There comes that time of day when you want to enjoy a nice, quiet walk with your dog, but when you're about to go out, you suddenly decide not to walk anymore and avoid the walk.
Does this situation sound familiar? If so, we warn you that it's a fairly common situation, especially in Spain where dogs continue to be the most popular pet ahead of cats. And that's because, although dogs generally like to go out to channel their energy, your dog may not be enthusiastic about a range of specific causes that make him uncomfortable.
Why doesn't my dog want to go out for a walk?
We know that dogs love walks in the open air, not least so they can exercise and discharge all that pent-up energy with their human companion, but this isn't always the case. In cases where your dog doesn't want to walk in the street, we can find several possible factors that may be at the root of the problem. If this is the case, your dog may stop in the middle of the street, so it's best to observe his behavior closely in case you can identify the reason at first glance. If you still can't identify it, here are some possible causes:
- Your dog is just starting to walk and is still afraid of the unknown because he's still learning.
- You are stressed or have experienced a traumatic event in the past that you fear will happen again.
- He is afraid of other people, dogs, bicycles, noises, cars…
- He suffers from some kind of illness.
- He's uncomfortable on a leash.
- He's an old or elderly dog.
- You're not making the breaks or stops the dog needs.
- He has pain in the pads of his feet.
Tips and guidelines to help your dog walk
If after reading these possible causes or even going to the vet to detect any pain or discomfort, it's time to see the best way to deal with this problem when walking with your furry.
In the event that your attitude is due to something that frightens you, such as environments or outside elements, it will be time to start avoiding them so that you feel more at ease on walks. Another option is that, with the help of an ethologist, you can gradually familiarize yourself with situations, objects or places that make them uncomfortable.

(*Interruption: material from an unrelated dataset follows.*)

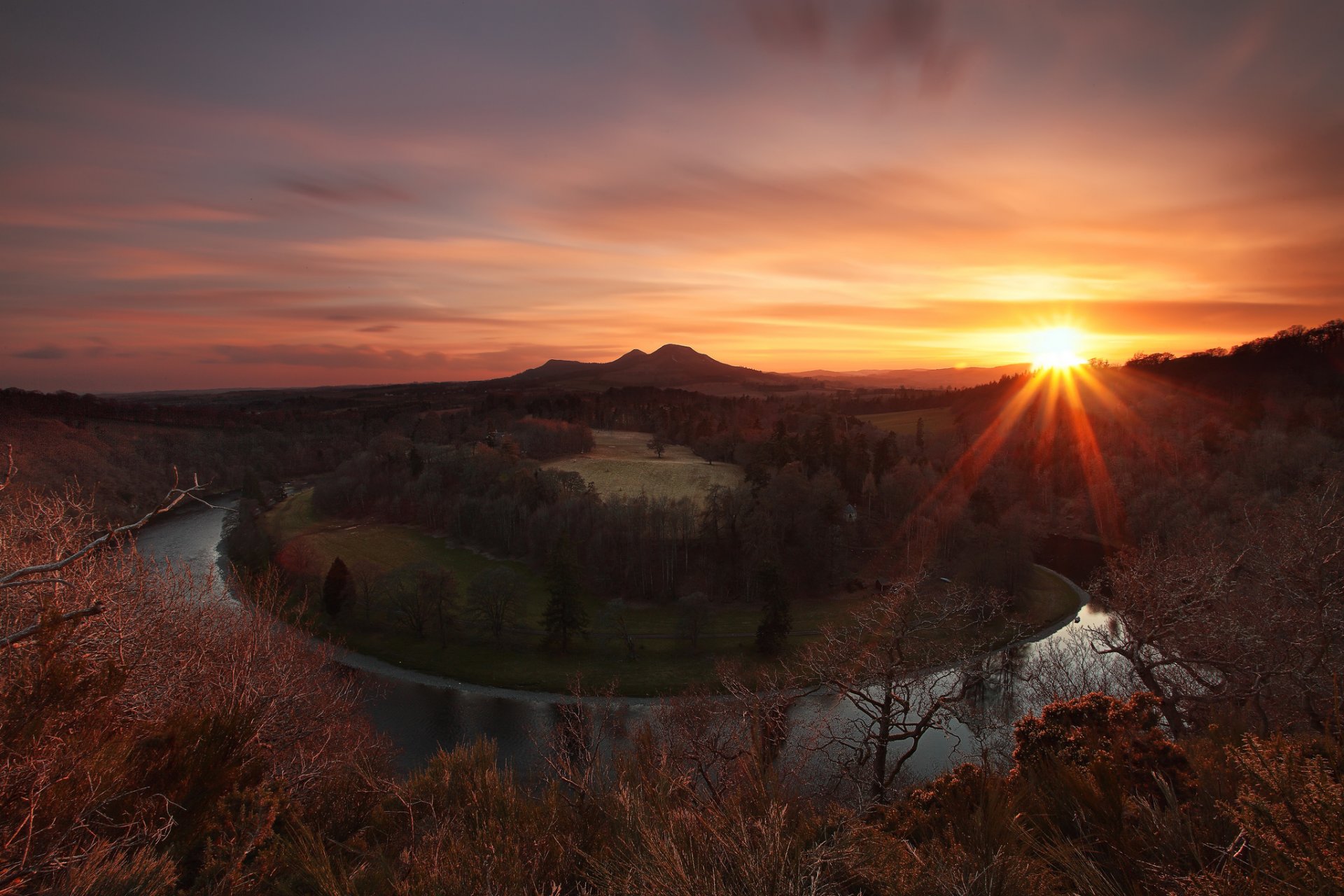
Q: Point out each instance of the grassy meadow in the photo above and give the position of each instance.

The following tips can also help you improve this situation:
- Offer him other spaces and exercises: not all dog breeds feel comfortable walking around town, so if this is the case with your dog, it's best that you offer him alternatives to exercise in other quieter or less noisy spaces. You can also help with olfactory stimulation exercises, mental games or physical routines at home.
- Understand their life stage: Age in dogs influences their coexistence more than you might imagine, so it's important that you know how to identify the stage they're in and understand their new needs or limitations. If it's a puppy, he'll need to gradually familiarize himself with his environment, but if it's an older dog, his limitations or ailments may prevent him from enjoying his walks as he used to. In such cases, it's best to go for walks in the same places, to avoid disorientation and adapt to his pace.
- Make sure you walk him properly: A proper walk also depends very much on the type of breed or mood of the dog. Ideally, you should have some sort of dog park or area where he can move freely to explore, or where you can offer him a walk without pulling.
- A pain or illness: If after a check-up at the vet's it's detected that your dog is suffering from some kind of pain in the pads, a health problem or illness, it's best that you respect the new limits of your fur and always rely on expert advice with the appropriate treatment and guidelines for your situation.